Notice: in both Fargo and St.Louis, the voters automagically optimized their average number of approvals with ±3% or better relative accuracy! Impressed? I am.

Approval voting, if the voters employ optimum strategy, automatically tends to produce a unique majority-approved winner. (We warn you this is only a tendency, not a guarantee. But it worked in Fargo & St. Louis.) This fact (which is a consequence of the theory) allows you to tell almost immediately whether the voters in any given approval-voting election cast about the right average number of approvals, or whether they were fools like Hill.

Fargo and St.Louis' voters just naturally exhibited nearly optimal behavior, despite all the wrong advice Hill et al tried to spoon-feed them.

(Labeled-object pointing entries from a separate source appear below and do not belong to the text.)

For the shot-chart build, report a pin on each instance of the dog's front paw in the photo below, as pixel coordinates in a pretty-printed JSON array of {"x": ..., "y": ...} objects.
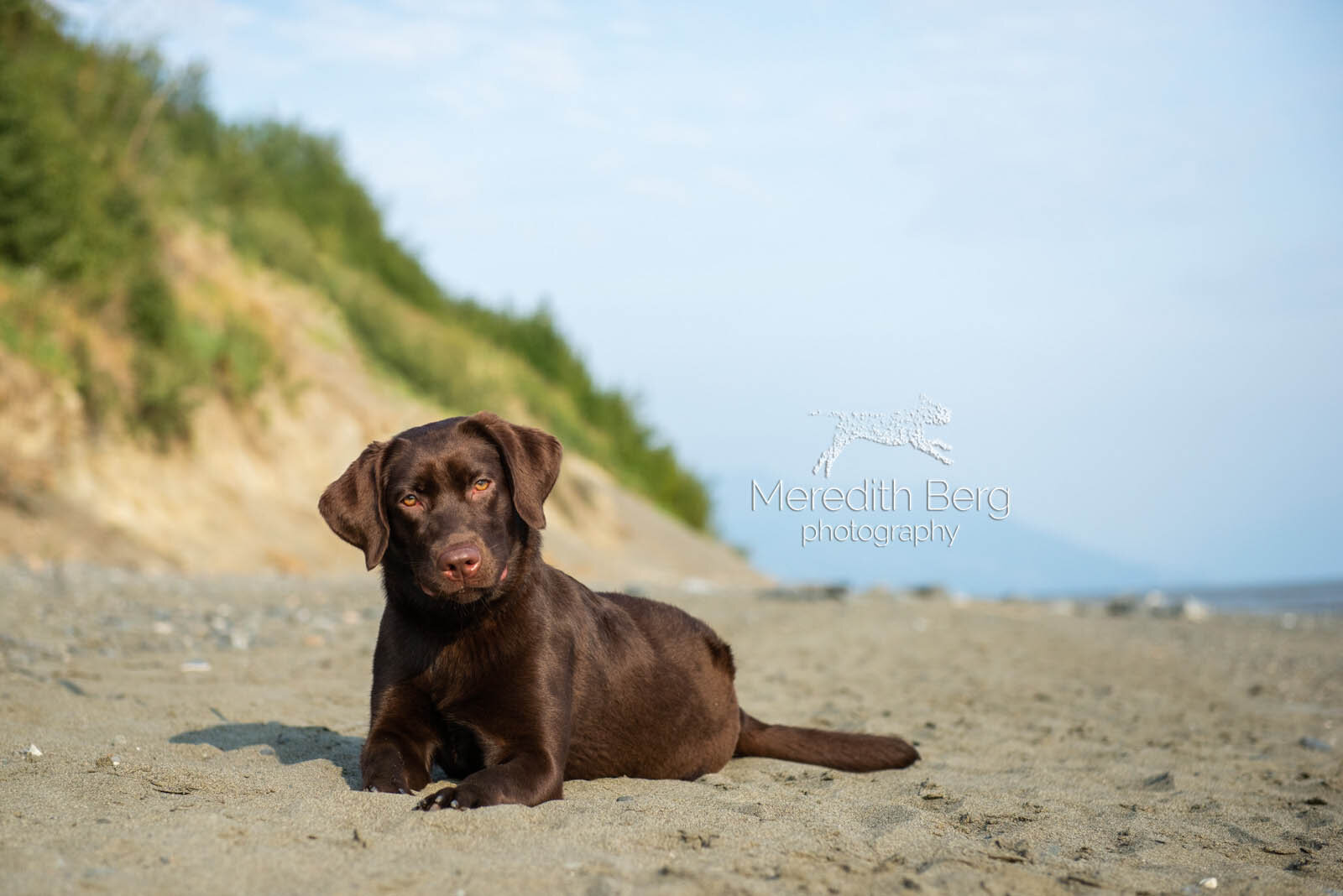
[
  {"x": 462, "y": 797},
  {"x": 445, "y": 799}
]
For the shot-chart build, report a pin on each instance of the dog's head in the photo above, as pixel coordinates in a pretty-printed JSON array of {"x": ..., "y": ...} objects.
[{"x": 452, "y": 503}]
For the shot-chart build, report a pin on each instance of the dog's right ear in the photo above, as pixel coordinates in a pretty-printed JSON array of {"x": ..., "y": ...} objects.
[{"x": 353, "y": 504}]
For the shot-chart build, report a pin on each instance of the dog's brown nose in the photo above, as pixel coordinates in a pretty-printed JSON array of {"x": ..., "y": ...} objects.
[{"x": 460, "y": 561}]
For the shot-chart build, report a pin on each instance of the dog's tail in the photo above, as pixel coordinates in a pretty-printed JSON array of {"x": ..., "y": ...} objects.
[{"x": 834, "y": 748}]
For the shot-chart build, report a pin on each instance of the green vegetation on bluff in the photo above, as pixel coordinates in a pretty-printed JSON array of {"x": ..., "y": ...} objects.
[{"x": 100, "y": 147}]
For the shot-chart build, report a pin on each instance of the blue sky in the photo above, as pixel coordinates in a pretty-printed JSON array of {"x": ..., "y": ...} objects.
[{"x": 1105, "y": 235}]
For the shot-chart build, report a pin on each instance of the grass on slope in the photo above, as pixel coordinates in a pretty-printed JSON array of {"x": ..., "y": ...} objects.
[{"x": 97, "y": 143}]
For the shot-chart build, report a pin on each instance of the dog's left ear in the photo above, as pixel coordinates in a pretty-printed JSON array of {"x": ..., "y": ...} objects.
[
  {"x": 532, "y": 457},
  {"x": 353, "y": 504}
]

To summarize: Hill's entire complaint here was wrong-headed. If he'd ever read approval voting theory he'd have known that 40 years before he unwisely opened his mouth. And then the facts in Fargo and St.Louis conclusively refuted Hill's wrongness. Which he was too stupid to notice even then. This all is a success for Approval, and Hill in no way even came close to demonstrating anything wrong. All he did was sow fear and doubt. (But probably that was his goal, as opposed to any sort of voter education or theoretical or experimental correctness.)

4. Is Approval Voting more popular than Instant Runoff in USA?

Those landslide 64-36 and 68-32 margins for enacting approval in the USA's first two referenda on the matter ever (mean 66-34) are quite reassuring. It is interesting to compare them versus large referenda held contemporaneously in the USA trying instead to enact Instant Runoff Voting (IRV) or variants.

Place & DateMargin for (or against, if second number greater) enacting IRV
Maine (Question 5) 8 Nov. 201652.12-47.88%, enacted
New York City (Question 1) 5 Nov. 2019510153-182900 (73.61-26.39%), enacted
Massachusetts (Question 2) 3 Nov. 20201549919-1877447 (45.22-54.78%), defeated
Alaska (measure 2) 3 Nov.2020174032-170251 (50.55-49.45%), enacted
AVERAGE PERCENT55.4-44.6%

This is not enough data for statistical significance, but as far as it goes it suggests approval voting is more popular than the largest popular-vote-margin (24%) US presidential victories ever, which in turn are more popular than IRV, which finally is about equally popular as the average US presidential victory margin of 10.5% during 1920-2020.

And there is evidence that 10-level score voting would, if offered, be even more popular than approval.


5. Seattle

the largest city in Washington and 18th largest in the USA, on 8 Nov.2022 will vote in what, as far as I can tell, is the world's first-ever referendum offering voters a choice between Approval and Instant Runoff systems (or staying with Seattle's status quo, involving Plurality voting). That will be quite interesting.